En son temps, l’architecte est conspué par l’école des Beaux-Arts qui considère qu’il saccage les grands sites du pays. Parfois il restaure, parfois il invente, corrige, s’inspire de ce qu’on appellera le néo-gothique. Ainsi des édifices que nous percevons comme figés, n’ayant pas évolué et étant dans leur jus depuis des siècles sont en fait des compositions progressives qui vivent, changent. Les remparts et les portes de la Cité des Papes à Avignon, qu’on associe au XIVème sont en fait reconstruits non pas selon leur apparence historique mais en fonction des représentations que Viollet-le-Duc a de cette époque. La galerie des chimères de Notre-Dame et son célèbre Stryge, emblématiques, cités ou représentées des centaines de fois dans la fiction, n’existaient pas au Moyen-Âge et sortent de l’imagination de l’architecte. Si dans le cas des remparts d’Avignon, le choix de Viollet-le-Duc est surtout dicté par un manque d’informations sur l’état initial des remparts, dans le cas de la cathédrale parisienne il l’est surtout par un discours purement esthétique et politique. Le néo-gothique, style qu’il choisit lors de la restauration du bâtiment, s’inscrit dans un contexte nationaliste (le mot n’est pas utilisé de manière péjorative sous ma plume) où la France comme l’Angleterre revendiquent la paternité du style gothique, et donc se présente comme le berceau artistique de la deuxième moitié du Moyen-Âge.

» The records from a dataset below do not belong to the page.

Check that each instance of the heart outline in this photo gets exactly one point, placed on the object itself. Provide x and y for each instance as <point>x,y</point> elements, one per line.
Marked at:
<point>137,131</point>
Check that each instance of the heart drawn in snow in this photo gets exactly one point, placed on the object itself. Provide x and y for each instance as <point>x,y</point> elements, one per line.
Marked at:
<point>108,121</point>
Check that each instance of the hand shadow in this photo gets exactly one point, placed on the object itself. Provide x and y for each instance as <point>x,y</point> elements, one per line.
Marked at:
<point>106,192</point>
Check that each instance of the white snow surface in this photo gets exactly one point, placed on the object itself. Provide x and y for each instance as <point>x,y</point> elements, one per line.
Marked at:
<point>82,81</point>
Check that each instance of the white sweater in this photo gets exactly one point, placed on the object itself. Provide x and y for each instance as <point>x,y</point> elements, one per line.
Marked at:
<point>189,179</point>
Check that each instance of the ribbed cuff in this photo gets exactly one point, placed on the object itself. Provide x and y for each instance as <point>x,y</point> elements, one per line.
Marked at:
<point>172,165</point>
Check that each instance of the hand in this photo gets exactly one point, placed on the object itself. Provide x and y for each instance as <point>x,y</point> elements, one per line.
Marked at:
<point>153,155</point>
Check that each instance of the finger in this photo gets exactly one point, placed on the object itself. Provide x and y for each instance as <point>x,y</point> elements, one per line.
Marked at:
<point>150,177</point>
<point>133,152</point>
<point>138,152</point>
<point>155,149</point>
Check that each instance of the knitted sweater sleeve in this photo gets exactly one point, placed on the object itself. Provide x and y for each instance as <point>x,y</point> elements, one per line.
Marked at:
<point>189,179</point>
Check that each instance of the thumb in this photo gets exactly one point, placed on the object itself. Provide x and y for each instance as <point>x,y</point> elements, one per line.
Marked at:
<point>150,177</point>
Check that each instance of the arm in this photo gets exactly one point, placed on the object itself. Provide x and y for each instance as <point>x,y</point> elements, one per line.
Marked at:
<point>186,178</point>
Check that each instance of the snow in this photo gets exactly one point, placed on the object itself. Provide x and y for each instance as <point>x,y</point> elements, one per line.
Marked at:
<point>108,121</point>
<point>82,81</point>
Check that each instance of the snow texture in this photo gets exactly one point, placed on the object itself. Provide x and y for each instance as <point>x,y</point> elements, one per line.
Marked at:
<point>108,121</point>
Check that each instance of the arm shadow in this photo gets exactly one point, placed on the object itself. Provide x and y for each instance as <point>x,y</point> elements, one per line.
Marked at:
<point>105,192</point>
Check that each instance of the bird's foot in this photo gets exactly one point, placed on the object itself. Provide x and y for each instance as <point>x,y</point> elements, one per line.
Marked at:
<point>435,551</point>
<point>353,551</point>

Nous sommes donc en face de productions artistiques qui n’étaient pas historiques et authentiques. Ces éléments, postérieurs et anachroniques paraissent naturels, à leur place, dans leur jus, aujourd’hui, car nous les avons associés à l’histoire plus longue du bâtiment. Le fait de préserver une relative unité esthétique a permis de faire accepter la présence de ces ajouts, de ces modifications. Et ce n’est rien d’autre que toute l’histoire de l’art : après tout, beaucoup de nos chefs d’œuvres gothiques ont été construits sur des édifices romans. On a vu sortir de terre des extensions, des styles d’époques différentes coexister sur le même site. Quand les édifices romans n’ont pas été détruits pour y construire une nouvelle église. Le sort que l’on fait aux vitraux de Viollet-le-Duc est exactement le même que celui que Viollet-le-Duc a fait aux grands vitraux blancs qui ornaient les chapelles avant. Ils laissaient rentrer la lumière, et son choix de vitraux colorés mais moins lumineux fut parfois critiqué ; on l’accusait alors de rendre la cathédrale trop sombre. Ce qui arrive aujourd’hui et provoque une polémique en provoquait déjà au XIXème pour exactement les mêmes raisons.

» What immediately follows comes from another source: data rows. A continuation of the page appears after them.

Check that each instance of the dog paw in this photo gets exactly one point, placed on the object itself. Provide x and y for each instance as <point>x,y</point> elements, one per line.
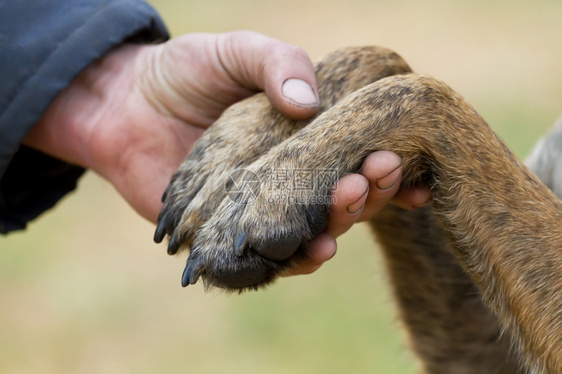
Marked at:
<point>262,228</point>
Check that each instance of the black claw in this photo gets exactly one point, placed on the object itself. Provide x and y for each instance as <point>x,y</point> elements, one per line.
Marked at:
<point>173,245</point>
<point>240,245</point>
<point>160,232</point>
<point>278,249</point>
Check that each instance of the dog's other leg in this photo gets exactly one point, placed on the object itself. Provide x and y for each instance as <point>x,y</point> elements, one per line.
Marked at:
<point>450,328</point>
<point>249,129</point>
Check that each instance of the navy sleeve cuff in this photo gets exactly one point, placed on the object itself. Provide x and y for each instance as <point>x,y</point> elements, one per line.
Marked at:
<point>46,45</point>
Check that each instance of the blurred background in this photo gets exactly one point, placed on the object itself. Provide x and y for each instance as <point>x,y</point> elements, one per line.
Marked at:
<point>84,289</point>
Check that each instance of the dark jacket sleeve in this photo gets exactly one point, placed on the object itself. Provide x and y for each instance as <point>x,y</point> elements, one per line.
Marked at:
<point>44,44</point>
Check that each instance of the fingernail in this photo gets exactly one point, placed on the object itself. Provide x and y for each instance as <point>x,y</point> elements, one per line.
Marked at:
<point>390,180</point>
<point>358,205</point>
<point>299,92</point>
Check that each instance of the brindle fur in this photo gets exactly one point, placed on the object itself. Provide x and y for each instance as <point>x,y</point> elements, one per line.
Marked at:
<point>477,276</point>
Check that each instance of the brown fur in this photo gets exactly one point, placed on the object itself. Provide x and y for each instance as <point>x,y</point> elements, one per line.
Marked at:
<point>477,276</point>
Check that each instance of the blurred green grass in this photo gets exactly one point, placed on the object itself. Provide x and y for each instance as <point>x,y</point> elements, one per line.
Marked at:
<point>84,289</point>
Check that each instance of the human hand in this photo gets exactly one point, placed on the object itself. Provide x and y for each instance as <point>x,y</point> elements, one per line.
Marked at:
<point>134,115</point>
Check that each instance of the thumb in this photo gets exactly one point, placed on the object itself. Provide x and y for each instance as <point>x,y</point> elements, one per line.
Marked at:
<point>283,71</point>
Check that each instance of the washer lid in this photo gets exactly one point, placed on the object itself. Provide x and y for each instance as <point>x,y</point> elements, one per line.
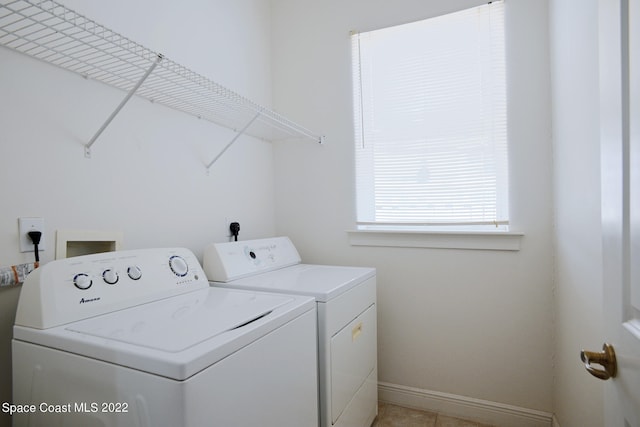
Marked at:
<point>176,324</point>
<point>176,337</point>
<point>324,282</point>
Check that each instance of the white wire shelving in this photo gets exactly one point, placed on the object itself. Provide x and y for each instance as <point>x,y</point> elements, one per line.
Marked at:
<point>47,30</point>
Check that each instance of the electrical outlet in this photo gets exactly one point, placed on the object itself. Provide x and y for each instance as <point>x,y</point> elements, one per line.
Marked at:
<point>25,225</point>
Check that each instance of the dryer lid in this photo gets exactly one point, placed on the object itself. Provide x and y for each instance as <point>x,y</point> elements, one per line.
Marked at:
<point>323,282</point>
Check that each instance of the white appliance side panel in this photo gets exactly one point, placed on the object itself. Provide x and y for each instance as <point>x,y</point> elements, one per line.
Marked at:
<point>363,408</point>
<point>344,308</point>
<point>353,359</point>
<point>90,392</point>
<point>273,382</point>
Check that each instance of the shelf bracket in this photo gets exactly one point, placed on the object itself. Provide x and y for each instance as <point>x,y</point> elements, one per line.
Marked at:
<point>236,136</point>
<point>87,147</point>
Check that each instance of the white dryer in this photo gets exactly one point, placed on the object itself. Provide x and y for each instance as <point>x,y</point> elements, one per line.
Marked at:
<point>139,338</point>
<point>346,301</point>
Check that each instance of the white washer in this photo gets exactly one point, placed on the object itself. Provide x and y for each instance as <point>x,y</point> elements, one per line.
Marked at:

La nécessité, réelle, de préserver nos chefs d’œuvres qui tombaient en ruine à cause de l’instabilité politique, des conflits sociaux, des guerres et des priorités budgétaires qu’elles imposaient, de l’exode rural provoqué par la révolution industrielle et des nécessités de reconstruction urbaine ne doit pas nous empêcher de penser le patrimoine autrement aujourd’hui.

 

Macron contre l’art

Cependant, il ne faut pas non plus sombrer dans la naïveté. Si Emmanuel Macron évoque ces vitraux contemporains, la nécessité de laisser une production qui dit quelque chose de nous au XXIème siècle, c’est surtout qu’il voit en Notre-Dame l’occasion de laisser un discours sur ses dix ans de pouvoir. Notre-Dame n’est pas, pour lui, l’occasion d’intégrer la France contemporaine dans l’histoire pluri centenaire de la Cathédrale mais de faire de la reconstruction de l’édifice meurtri le symbole de son prétendu redressement du pays. Au vu de l’état actuel de celui-ci, espérons que le chantier de Notre Dame se passe mieux).

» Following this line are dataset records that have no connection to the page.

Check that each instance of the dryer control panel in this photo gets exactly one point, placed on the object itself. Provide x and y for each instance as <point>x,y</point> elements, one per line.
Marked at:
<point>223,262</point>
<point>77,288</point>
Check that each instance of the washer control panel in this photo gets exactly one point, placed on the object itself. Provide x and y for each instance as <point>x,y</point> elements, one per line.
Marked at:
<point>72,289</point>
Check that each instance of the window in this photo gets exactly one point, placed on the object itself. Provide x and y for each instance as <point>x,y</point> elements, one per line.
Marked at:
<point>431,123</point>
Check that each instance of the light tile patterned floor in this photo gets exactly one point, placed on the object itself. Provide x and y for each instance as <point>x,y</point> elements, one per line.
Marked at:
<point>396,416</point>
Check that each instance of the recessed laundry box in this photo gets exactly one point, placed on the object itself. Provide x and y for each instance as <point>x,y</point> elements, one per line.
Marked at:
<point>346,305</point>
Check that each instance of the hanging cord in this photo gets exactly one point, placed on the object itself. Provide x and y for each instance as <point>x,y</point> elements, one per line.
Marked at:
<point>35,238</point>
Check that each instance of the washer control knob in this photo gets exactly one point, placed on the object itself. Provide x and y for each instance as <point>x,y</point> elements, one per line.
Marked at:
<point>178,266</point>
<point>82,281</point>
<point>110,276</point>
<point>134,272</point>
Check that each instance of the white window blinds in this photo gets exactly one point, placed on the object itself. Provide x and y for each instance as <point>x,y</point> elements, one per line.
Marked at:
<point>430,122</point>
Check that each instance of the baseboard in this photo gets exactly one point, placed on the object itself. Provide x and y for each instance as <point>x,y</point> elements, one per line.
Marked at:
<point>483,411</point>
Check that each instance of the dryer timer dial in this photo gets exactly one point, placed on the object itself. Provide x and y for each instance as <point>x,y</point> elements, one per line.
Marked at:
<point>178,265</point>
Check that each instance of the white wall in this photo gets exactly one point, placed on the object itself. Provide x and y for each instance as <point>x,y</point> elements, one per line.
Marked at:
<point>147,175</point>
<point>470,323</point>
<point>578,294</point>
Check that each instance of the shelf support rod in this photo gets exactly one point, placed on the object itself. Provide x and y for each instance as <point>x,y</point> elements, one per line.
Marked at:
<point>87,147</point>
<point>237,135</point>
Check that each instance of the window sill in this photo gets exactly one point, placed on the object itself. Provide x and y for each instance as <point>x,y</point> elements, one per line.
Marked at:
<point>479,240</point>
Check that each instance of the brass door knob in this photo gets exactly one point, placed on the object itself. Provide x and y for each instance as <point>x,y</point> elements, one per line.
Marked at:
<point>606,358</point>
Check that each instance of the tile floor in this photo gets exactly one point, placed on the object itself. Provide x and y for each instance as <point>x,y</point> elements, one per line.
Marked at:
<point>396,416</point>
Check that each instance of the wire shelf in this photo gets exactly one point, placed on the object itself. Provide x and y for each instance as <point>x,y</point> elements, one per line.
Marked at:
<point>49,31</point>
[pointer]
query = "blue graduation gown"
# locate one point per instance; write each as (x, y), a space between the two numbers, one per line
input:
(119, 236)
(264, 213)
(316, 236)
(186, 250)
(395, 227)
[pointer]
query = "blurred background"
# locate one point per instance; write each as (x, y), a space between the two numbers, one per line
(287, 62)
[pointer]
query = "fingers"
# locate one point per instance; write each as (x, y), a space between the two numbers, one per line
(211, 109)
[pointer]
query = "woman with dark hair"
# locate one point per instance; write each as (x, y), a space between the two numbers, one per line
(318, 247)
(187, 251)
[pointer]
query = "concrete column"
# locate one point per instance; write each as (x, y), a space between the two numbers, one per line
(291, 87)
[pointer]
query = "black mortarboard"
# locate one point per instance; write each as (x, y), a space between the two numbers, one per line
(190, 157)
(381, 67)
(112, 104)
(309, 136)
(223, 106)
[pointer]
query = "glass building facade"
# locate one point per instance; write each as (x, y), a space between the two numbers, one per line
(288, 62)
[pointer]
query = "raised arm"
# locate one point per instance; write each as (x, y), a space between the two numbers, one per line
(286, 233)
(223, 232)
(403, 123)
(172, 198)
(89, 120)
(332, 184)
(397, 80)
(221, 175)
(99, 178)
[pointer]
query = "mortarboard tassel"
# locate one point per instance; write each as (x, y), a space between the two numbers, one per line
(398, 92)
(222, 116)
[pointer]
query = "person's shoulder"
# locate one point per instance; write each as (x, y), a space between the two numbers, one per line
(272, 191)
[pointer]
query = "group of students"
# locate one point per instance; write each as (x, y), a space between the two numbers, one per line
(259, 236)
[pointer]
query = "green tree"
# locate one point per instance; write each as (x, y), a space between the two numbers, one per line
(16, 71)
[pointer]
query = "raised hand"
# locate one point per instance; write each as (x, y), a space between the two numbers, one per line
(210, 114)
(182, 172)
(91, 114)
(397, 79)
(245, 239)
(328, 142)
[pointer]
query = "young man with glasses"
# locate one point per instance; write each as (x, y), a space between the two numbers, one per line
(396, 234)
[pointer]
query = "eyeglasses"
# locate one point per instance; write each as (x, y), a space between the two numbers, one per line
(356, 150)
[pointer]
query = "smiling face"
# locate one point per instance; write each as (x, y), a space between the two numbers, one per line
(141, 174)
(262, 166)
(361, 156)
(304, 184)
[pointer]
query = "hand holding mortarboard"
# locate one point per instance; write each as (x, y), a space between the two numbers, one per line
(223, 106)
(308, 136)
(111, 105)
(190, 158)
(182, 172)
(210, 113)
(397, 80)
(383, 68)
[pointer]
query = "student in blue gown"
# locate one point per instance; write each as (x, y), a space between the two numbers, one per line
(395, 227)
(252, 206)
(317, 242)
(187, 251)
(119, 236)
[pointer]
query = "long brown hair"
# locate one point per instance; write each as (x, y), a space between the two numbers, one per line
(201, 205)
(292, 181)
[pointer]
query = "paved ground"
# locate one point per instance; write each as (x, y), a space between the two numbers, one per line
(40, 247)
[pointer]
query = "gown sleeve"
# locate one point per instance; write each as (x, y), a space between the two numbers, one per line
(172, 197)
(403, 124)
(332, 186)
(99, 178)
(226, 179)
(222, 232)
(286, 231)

Le concours pour la reconstruction de la flèche a surtout été l’occasion pour des architectes loufoques de faire parler un peu d’eux. Une flèche contemporaine n’aurait pas été un problème en soi, mais beaucoup de propositions brisaient complètement l’unité, la cohérence esthétique du bâtiment. Les pistes d’évolution du parvis, projet lancé en 2016 par François Hollande, condensaient toutes les tares de notre époque : était notamment évoquée la possibilité de faire une immense galerie marchande souterraine surmontée d’une immense verrière à la place du parvis actuel. Fort heureusement ni les élucubrations sur la flèche ni la galerie marchande ne sont au programme.

Ne nous trompons pas, la flèche moderne a été abandonnée par pression de l’opinion publique, des acteurs de la préservation du patrimoine et les associations. Le chef de l’État était clairement en faveur d’une nouvelle flèche pour les raisons évoquées plus haut : il veut marquer cette reconstruction de son empreinte pour rester dans les mémoires, par pure arrogance. Et nous revenons à un point soulevé plus tôt : l’art contemporain qui est mis en avant est l’art contemporain qui vulgaire et marchand, qui génère énormément d’argent, de spéculation.

Nos dirigeants se soucient peu du Beau, et c’est là que réside le danger dans l’affaire des vitraux. Et ce sont ces gens, profondément déracinés, qui se fichent de potentiellement défigurer un édifice millénaire, qui, arbitrairement, vont décider quels vitraux prendront place dans les chapelles ? Ne pourrait-on pas imaginer que dans le cadre d’un concours organisé les différents projets puissent être soumis aux français ? Qu’on recueille leur opinion ou du moins qu’on prenne la température ? Après tout ce n’est pas la cathédrale de l’État, du gouvernement, du ministère de la culture, c’est la cathédrale des Parisiens et des Français. La délibération démocratique peut être appliquée à bien des questions. Quid d’instances représentatives de la population qui pourraient être consultées ? Ou pourquoi ne pas soumettre au public un panel de propositions, qui pourraient recevoir des votes en utilisant, par exemple, les moyens techniques mis en place pour le referendum d’initiative partagée.
Un site internet, la possibilité de voter pour une proposition, en évitant les doubles votes puisque l’utilisateur est identifié via France Connect et les bases de données de l’État. On peut imaginer toute sorte d’options (cet article n’a pas prétention à être un projet concret et détaillé).

Comme beaucoup de français je partage cette inquiétude, mais les arguments invoqués pour contrer toute évolution, tout changement, peuvent s’avérer contre productifs. Nous avons le droit de dire quelque chose sur notre siècle, sur nous, au travers de cette reconstruction. Par contre nous avons le devoir de faire en sorte que ce discours n’altère pas définitivement l’esthétique de ce trésor national qu’est Notre-Dame. A tout prendre, gardons espoir, si ces vitraux sont laids, il sera toujours temps de les enlever et de remettre les anciens, sagement conservés dans un musée.